Tantos años de privación empujaron el péndulo hasta el extremo opuesto; a tratar de hallar consuelo por mis pérdidas en la comida, por mis frustraciones, en la bebida, por mis limitaciones, en la mezcla de las dos. Y aunque me acostaba ahíta y borracha muchas noches, aún me quedaba la dosis suficiente de consciencia como para sentirme culpable por lo que había hecho, por dirigirme paso a paso al abismo de un suicidio lento y consciente.
Pero al día siguiente, si algunos ojos seguían el basculante movimiento de mis caderas y la cara interna de los muslos, entraba en alguna cafetería camino de dondequiera que fuera y me atiborraba para empapar en un croissant con mantequilla las lágrimas que amenazaban con regar el café.

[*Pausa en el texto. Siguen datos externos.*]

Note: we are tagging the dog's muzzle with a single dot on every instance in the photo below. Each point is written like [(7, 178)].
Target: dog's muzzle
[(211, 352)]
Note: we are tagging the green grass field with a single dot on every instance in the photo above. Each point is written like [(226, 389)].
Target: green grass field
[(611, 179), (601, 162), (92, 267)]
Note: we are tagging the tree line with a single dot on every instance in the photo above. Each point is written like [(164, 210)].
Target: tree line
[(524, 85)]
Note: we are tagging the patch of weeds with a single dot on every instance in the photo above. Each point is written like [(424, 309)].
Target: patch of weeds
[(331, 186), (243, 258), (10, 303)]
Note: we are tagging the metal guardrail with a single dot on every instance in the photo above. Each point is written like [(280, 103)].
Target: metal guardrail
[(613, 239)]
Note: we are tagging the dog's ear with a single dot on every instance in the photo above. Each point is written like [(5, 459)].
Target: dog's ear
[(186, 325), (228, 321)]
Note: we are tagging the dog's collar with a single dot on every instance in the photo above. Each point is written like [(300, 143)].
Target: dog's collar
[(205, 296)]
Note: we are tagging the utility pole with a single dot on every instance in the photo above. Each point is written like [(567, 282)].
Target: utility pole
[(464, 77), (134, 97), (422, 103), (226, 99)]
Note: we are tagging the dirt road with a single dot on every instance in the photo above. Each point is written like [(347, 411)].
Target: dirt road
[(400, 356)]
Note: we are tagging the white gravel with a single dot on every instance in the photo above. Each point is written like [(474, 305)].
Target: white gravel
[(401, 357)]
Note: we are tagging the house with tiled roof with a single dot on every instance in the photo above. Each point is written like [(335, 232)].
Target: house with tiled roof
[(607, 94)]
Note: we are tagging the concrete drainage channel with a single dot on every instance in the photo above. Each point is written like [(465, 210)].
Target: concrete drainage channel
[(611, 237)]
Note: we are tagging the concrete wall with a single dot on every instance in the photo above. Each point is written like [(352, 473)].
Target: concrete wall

Hago chistes riéndome de mi físico, pero no son más que una máscara. Un asidero donde agarrarme en este naufragio al que está abocada mi existencia.
Me doy asco y todo el mundo que represento, en toda mi magnificencia de carne y celulitis, el tópico de la gorda feliz.
Me doy asco y les doy asco, porque este mundo que hemos construido no está hecho para aceptar la imperfección.